TORQUE Resource Manager
2.7 Job Exit Status

2.7 Job Exit Status

Once a job under TORQUE has completed, the exit_status attribute will contain the result code returned by the job script. This attribute can be seen by submitting a qstat -f command to show the entire set of information associated with a job.
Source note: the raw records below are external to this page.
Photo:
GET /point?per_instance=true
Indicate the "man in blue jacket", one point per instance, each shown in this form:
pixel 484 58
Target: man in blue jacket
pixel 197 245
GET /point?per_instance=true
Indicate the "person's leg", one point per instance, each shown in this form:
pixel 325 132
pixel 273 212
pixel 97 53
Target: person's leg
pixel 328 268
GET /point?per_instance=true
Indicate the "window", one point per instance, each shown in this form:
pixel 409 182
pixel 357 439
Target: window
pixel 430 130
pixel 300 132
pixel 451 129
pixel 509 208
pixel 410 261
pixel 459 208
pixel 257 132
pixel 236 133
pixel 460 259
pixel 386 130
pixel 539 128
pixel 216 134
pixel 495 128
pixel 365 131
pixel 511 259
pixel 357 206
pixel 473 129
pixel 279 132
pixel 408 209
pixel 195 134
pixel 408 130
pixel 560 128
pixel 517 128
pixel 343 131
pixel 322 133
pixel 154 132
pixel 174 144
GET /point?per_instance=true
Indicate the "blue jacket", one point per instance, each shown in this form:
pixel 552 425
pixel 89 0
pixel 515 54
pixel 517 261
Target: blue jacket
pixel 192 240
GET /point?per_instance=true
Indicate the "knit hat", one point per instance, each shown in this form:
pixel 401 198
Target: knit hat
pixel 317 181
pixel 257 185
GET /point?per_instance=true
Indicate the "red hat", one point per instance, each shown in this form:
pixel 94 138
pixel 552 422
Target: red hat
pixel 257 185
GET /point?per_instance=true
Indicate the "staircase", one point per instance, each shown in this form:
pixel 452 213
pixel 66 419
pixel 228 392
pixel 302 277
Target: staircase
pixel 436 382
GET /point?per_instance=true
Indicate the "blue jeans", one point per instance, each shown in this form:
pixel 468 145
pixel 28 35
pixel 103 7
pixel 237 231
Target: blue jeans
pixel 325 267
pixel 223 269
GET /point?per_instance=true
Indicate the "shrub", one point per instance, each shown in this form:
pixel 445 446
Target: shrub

The exit_status field is found near the bottom of the set of output lines.

qstat -f (job failure example)
Job Id: 179.host
    Job_Name = STDIN
    Job_Owner = user@host
    job_state = C
    queue = batchq
    server = host
    Checkpoint = u
    ctime = Fri Aug 29 14:55:55 2008
    Error_Path = host:/opt/moab/STDIN.e179
    exec_host = node1/0
    Hold_Types = n
    Join_Path = n
    Keep_Files = n
    Mail_Points = a
    mtime = Fri Aug 29 14:55:55 2008
    Output_Path = host:/opt/moab/STDIN.o179
    Priority = 0
    qtime = Fri Aug 29 14:55:55 2008
    Rerunable = True
    Resource_List.ncpus = 2
    Resource_List.nodect = 1
    Resource_List.nodes = node1
    Variable_List = PBS_O_HOME=/home/user,PBS_O_LOGNAME=user,
  PBS_O_PATH=/usr/local/sbin:/usr/local/bin:/usr/sbin:/usr/bin:/sbin:,PBS_O_SHELL=/bin/bash,PBS_O_HOST=host,
  PBS_O_WORKDIR=/opt/moab,PBS_O_QUEUE=batchq
    sched_hint = Post job file processing error; job 179.host on host node1/0Ba
  d UID for job execution REJHOST=pala.cridomain MSG=cannot find user 'user' in password file
    etime = Fri Aug 29 14:55:55 2008
    exit_status = -1

This code can be useful in diagnosing problems with jobs that may have unexpectedly terminated.

If TORQUE was unable to start the job, this field will contain a negative number produced by the pbs_mom.

Otherwise, if the job script was successfully started, the value in this field will be the return value of the script.

TORQUE Supplied Exit Codes
Name Value Description
0 job exec successful
-1 job exec failed, before files, no retry
-2 job exec failed, after files, no retry
-3 job execution failed, do retry
-4 job aborted on MOM initialization
-5 job aborted on MOM init, chkpt, no migrate
-6 job aborted on MOM init, chkpt, ok migrate
-7 job restart failed
-8 exec() of user command failed

Example of exit code from C program:
$ cat error.c

#include 
#include 


int
main(int argc, char *argv)
{
  exit(256+11);
}


$ gcc -o error error.c


$ echo ./error | qsub
180.xxx.yyy


$ qstat -f
Job Id: 180.xxx.yyy
    Job_Name = STDIN
    Job_Owner = test.xxx.yyy
    resources_used.cput = 00:00:00
    resources_used.mem = 0kb
    resources_used.vmem = 0kb
    resources_used.walltime = 00:00:00
    job_state = C
    queue = batch
    server = xxx.yyy
    Checkpoint = u
    ctime = Wed Apr 30 11:29:37 2008
    Error_Path = xxx.yyy:/home/test/STDIN.e180
    exec_host = node01/0
    Hold_Types = n
    Join_Path = n
    Keep_Files = n
    Mail_Points = a
    mtime = Wed Apr 30 11:29:37 2008
    Output_Path = xxx.yyy:/home/test/STDIN.o180
    Priority = 0
    qtime = Wed Apr 30 11:29:37 2008
    Rerunable = True
    Resource_List.neednodes = 1
    Resource_List.nodect = 1
    Resource_List.nodes = 1
    Resource_List.walltime = 01:00:00
    session_id = 14107
    substate = 59
    Variable_List = PBS_O_HOME=/home/test,PBS_O_LANG=en_US.UTF-8,
        PBS_O_LOGNAME=test,
        PBS_O_PATH=/usr/local/perltests/bin:/home/test/bin:/usr/local/s
        bin:/usr/local/bin:/usr/sbin:/usr/bin:/sbin:/bin:/usr/games,
        PBS_O_SHELL=/bin/bash,PBS_SERVER=xxx.yyy,
        PBS_O_HOST=xxx.yyy,PBS_O_WORKDIR=/home/test,
        PBS_O_QUEUE=batch
    euser = test
    egroup = test
    hashname = 180.xxx.yyy
    queue_rank = 8
    queue_type = E
    comment = Job started on Wed Apr 30 at 11:29
    etime = Wed Apr 30 11:29:37 2008
    exit_status = 11
    start_time = Wed Apr 30 11:29:37 2008
    start_count = 1

Notice that the C routine exit passes only the low order byte of its argument. In this case, 256+11 is really 267 but the resulting exit code is only 11 as seen in the output.